Thank you. Yeah, it’s fantastic and it has so much. And I think that that community aspect is completely overlooked in healing work within functional medicine. I know I have a friend, James Mascal, who’s focused now his whole career now in functional medicine, is in creating community functional medicine situations like healing with doctors, leading groups through community-based healing programs. And they’re seeing pretty incredible results just from having really simple times once a week where local people get together in person and see each other.
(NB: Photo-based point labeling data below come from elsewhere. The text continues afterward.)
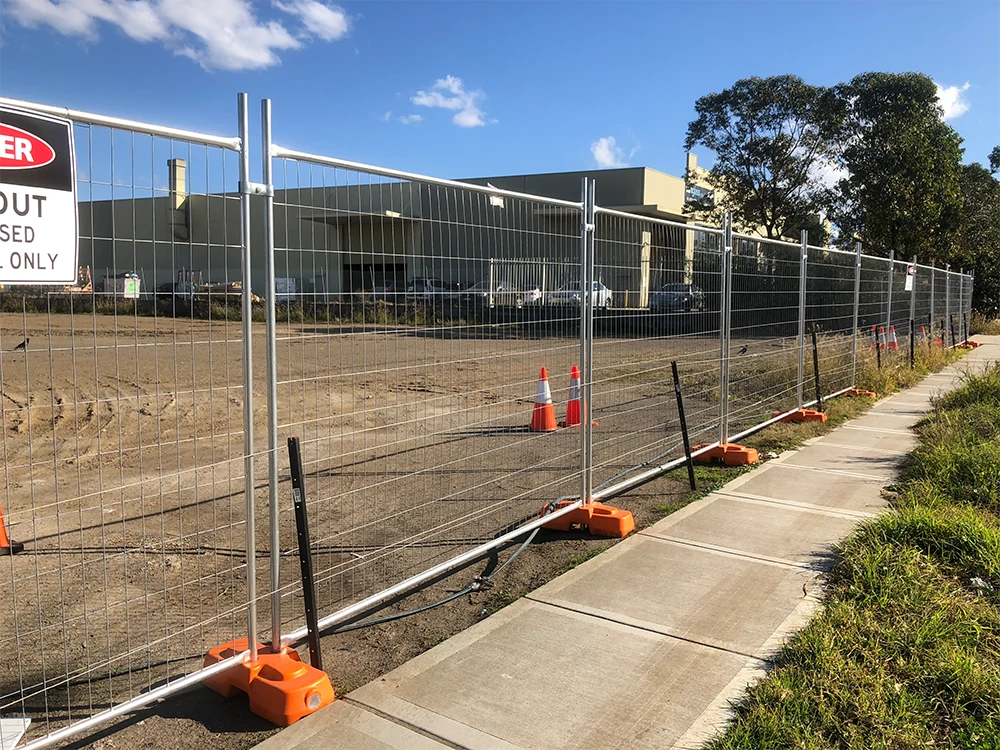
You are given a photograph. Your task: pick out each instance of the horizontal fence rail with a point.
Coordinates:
(398, 325)
(124, 462)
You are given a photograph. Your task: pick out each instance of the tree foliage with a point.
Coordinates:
(979, 236)
(903, 161)
(769, 135)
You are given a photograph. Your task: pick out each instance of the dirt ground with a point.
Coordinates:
(123, 475)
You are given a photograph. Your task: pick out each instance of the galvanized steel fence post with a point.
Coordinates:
(725, 321)
(272, 375)
(857, 305)
(803, 263)
(246, 190)
(947, 297)
(888, 299)
(587, 231)
(930, 316)
(963, 335)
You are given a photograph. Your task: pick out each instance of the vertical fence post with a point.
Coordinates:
(857, 306)
(913, 306)
(930, 316)
(587, 230)
(272, 375)
(725, 315)
(247, 310)
(961, 302)
(947, 296)
(803, 261)
(888, 303)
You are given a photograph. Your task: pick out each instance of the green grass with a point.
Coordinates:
(906, 652)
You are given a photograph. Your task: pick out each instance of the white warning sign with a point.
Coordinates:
(38, 212)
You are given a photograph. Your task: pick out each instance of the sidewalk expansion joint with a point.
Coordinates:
(886, 430)
(899, 454)
(693, 641)
(841, 473)
(777, 562)
(402, 723)
(826, 510)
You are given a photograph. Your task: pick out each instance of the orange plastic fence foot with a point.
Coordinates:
(803, 415)
(282, 689)
(601, 520)
(7, 546)
(730, 454)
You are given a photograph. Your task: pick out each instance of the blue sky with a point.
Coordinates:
(470, 88)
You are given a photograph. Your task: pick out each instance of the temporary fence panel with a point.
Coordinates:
(123, 441)
(830, 305)
(413, 396)
(658, 301)
(764, 340)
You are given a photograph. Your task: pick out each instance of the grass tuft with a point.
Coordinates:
(906, 653)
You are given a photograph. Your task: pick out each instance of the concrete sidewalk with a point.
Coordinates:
(646, 645)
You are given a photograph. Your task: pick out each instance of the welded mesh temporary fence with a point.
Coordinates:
(410, 340)
(122, 435)
(657, 295)
(400, 333)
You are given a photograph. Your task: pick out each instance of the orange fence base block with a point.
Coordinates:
(602, 520)
(8, 546)
(730, 454)
(856, 393)
(281, 687)
(804, 415)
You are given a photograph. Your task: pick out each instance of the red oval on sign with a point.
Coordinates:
(19, 149)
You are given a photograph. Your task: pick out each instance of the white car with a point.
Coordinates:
(570, 295)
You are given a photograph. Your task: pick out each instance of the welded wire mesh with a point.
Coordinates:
(413, 319)
(662, 304)
(122, 436)
(763, 346)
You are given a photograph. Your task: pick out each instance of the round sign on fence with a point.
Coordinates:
(38, 213)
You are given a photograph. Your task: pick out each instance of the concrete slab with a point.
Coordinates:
(703, 595)
(865, 436)
(549, 678)
(760, 528)
(838, 492)
(343, 726)
(882, 464)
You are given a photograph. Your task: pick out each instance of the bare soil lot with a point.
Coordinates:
(122, 472)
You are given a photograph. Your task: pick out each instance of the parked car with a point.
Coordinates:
(677, 298)
(504, 294)
(430, 289)
(570, 295)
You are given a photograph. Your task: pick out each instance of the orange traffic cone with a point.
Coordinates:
(893, 345)
(543, 418)
(7, 547)
(574, 407)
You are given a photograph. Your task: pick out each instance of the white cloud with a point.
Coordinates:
(217, 34)
(449, 93)
(328, 22)
(607, 154)
(952, 100)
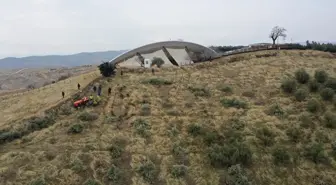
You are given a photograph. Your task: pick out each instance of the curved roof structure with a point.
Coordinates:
(149, 48)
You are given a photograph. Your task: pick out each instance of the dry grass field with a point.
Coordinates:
(227, 121)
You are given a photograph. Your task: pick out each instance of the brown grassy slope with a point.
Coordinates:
(24, 105)
(61, 158)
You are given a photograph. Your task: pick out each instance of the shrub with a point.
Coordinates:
(281, 156)
(76, 128)
(321, 76)
(294, 133)
(157, 61)
(145, 110)
(230, 154)
(330, 120)
(236, 176)
(233, 103)
(194, 129)
(275, 110)
(315, 152)
(266, 136)
(313, 86)
(331, 83)
(114, 174)
(91, 182)
(301, 94)
(313, 105)
(200, 91)
(86, 116)
(179, 171)
(288, 85)
(302, 76)
(107, 69)
(157, 81)
(327, 94)
(148, 171)
(142, 127)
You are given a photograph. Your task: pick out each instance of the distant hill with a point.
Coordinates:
(58, 60)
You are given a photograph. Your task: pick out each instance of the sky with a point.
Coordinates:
(45, 27)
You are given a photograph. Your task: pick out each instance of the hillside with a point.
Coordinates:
(228, 122)
(86, 58)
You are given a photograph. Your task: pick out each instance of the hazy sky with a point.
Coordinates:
(41, 27)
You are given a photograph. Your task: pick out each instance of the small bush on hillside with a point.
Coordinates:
(315, 152)
(145, 110)
(178, 171)
(157, 61)
(331, 83)
(86, 116)
(288, 85)
(330, 120)
(239, 104)
(301, 94)
(236, 176)
(194, 129)
(114, 174)
(294, 134)
(327, 94)
(266, 136)
(230, 154)
(142, 127)
(91, 182)
(313, 106)
(148, 171)
(157, 81)
(313, 86)
(321, 76)
(200, 91)
(302, 76)
(281, 156)
(76, 128)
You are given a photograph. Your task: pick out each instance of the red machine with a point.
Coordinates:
(81, 102)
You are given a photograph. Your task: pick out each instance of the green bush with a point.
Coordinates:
(313, 86)
(327, 94)
(86, 116)
(331, 83)
(288, 85)
(321, 76)
(281, 156)
(266, 136)
(302, 76)
(294, 134)
(313, 106)
(200, 91)
(148, 171)
(157, 81)
(239, 104)
(114, 174)
(145, 110)
(142, 127)
(315, 152)
(76, 128)
(330, 120)
(194, 129)
(301, 94)
(178, 171)
(230, 154)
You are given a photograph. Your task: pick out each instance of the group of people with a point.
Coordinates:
(94, 90)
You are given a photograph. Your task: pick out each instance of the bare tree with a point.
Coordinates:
(277, 32)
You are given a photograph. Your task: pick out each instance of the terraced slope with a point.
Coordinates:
(223, 122)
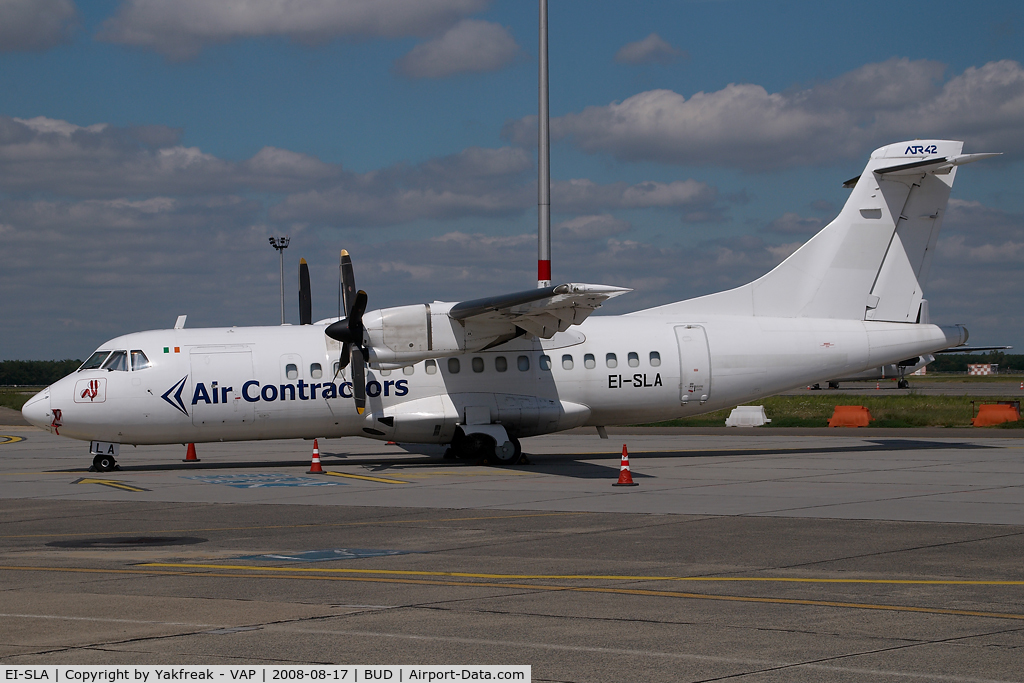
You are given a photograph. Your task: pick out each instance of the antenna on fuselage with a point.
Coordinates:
(544, 164)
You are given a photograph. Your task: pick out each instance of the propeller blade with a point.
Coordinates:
(349, 330)
(305, 298)
(346, 283)
(358, 379)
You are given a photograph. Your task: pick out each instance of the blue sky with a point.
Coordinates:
(148, 147)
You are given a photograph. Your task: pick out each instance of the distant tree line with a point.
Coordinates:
(35, 373)
(957, 363)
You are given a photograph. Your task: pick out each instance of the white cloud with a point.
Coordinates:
(36, 25)
(652, 49)
(592, 227)
(180, 29)
(747, 127)
(793, 223)
(471, 46)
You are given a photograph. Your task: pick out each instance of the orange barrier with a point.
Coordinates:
(995, 414)
(850, 416)
(625, 478)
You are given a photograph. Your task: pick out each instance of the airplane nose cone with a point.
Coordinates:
(37, 410)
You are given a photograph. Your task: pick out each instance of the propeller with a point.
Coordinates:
(305, 298)
(349, 331)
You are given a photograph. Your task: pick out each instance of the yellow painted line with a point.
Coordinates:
(113, 483)
(424, 475)
(360, 476)
(516, 577)
(309, 525)
(541, 587)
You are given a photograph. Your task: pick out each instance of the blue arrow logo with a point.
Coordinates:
(176, 389)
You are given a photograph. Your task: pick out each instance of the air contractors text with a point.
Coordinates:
(252, 391)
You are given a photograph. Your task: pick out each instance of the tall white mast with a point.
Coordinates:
(544, 164)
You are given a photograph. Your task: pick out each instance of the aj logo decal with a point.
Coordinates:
(90, 391)
(175, 392)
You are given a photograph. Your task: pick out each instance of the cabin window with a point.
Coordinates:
(95, 360)
(117, 360)
(138, 360)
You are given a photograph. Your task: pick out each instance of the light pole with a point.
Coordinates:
(281, 244)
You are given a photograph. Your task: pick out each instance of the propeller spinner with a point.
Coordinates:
(349, 332)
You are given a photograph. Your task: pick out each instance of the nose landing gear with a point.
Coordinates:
(104, 464)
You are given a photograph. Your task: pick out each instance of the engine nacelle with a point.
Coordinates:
(404, 335)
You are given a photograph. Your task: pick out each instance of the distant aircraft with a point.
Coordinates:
(899, 371)
(481, 374)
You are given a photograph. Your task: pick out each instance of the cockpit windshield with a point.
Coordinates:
(117, 360)
(94, 360)
(138, 359)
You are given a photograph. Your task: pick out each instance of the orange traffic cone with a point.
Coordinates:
(625, 478)
(315, 468)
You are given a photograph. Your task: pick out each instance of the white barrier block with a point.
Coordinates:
(748, 416)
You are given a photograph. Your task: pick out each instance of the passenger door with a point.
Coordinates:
(694, 365)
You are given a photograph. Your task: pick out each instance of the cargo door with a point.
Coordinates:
(694, 365)
(217, 378)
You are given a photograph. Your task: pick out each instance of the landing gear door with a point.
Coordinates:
(694, 365)
(217, 379)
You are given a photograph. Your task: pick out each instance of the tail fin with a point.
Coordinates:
(870, 261)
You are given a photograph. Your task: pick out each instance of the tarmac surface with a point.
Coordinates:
(742, 554)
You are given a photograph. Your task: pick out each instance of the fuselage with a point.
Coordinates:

And I’m doing a lot of trauma work and grief work and learning a lot about grief and grief work and trauma work, and this was never done on an individual basis. That kind of stuff was never held by individuals or even by one person, it was always a community, it was always the village. It was always a group. It was always that angle with things. And so I think the community aspect of it is really huge.

Dr. Cathleen King:

Yes, it is.

Michael Roesslein:

Yeah. We’ll share a bunch of links, there’s a lot of stuff over there, a lot of free resources, the ebook. There’s a lot of different ways to experience these sort of things. So thank you so much for sharing your story and your work and everything that you shared so openly. I always really enjoy having real conversations with people who also are willing to share their actual story and their actual journey and what things are really like Sometimes I feel like an alien when I’m talking to some of these people, because some people I talk to in this world, I’m not going to name names, but there’s people in the industry who put on the perfect face and the perfect everything and the thing, and then I’ll tell them, they’ll be like, “Oh, how are you?” And I’m like, “I’m really struggling. There’s really hard things going on right now.” And they’re like, oh, slink away and hide over there.

Dr. Cathleen King:

Yeah. It’ll ruin my reputation if I hang out with you.

Michael Roesslein:

Yeah, I can’t hang out with the sad guy. So, no, it’s just really refreshing and I think that it really resonates with people, and the work is super important. So thank you so much for everything you shared, for everything you’re doing. I’ll send out more links, everybody will get them tomorrow or the next day, and I’d love to collaborate more. If you ever need a guest teacher or anything, I’d love to-

Dr. Cathleen King:

I would love to have you in. Absolutely.

Michael Roesslein:

I’d love to teach them stuff over there.

Dr. Cathleen King:

Yeah, let’s do it.

Michael Roesslein:

Let’s stay in touch. Thanks everybody. We got a lot of people on live, even though Zoom did not send out the reminders, so there were a lot of go-getters who found their way here without the reminder emails. Thanks, Zoom. And yeah, let’s stay in touch. Let’s do more stuff together, and thank you so much for everything that you’re doing.

Dr. Cathleen King:

Thank you for giving me the opportunity to talk about what really matters and how the journey actually looks.

Michael Roesslein:

Awesome.

Dr. Cathleen King:

Yeah.

Cathleen King, DPT

About our Guest

Dr. Cathleen King, DPT is a doctor of physical therapy who loves teaching neuroscience principles.  She is an intuitive mind-body practitioner, mom, and the founder and CEO of the Primal Trust™ Academy & Community. Her superpower is helping people with chronic health conditions see the patterns that have bound them, help them regulate their nervous systems through a multifaceted brain-body approach, and create transformational life changes.

She found her own liberation from over a decade of debilitating chronic Lyme disease, mold illness, microbiome imbalance, CFS, PTSD and a host of other challenges that left her mainly bed-bound in a dark room. After unlocking her own healing through neuroplasticity based methods and own intuitive approach, she created the Primal Trust™ Academy & Community to combine the latest neuroscience education, wisdom from mind-body leaders, top-down brain retraining, and bottom-up somatic healing techniques to help others reclaim vibrant health.

Her program and style have the vibe of challenging the status quo, while also co-existing with other methodologies. Her courses interweave biomedical teaching, neuroscience, with both ancient and modern mind-body wisdom.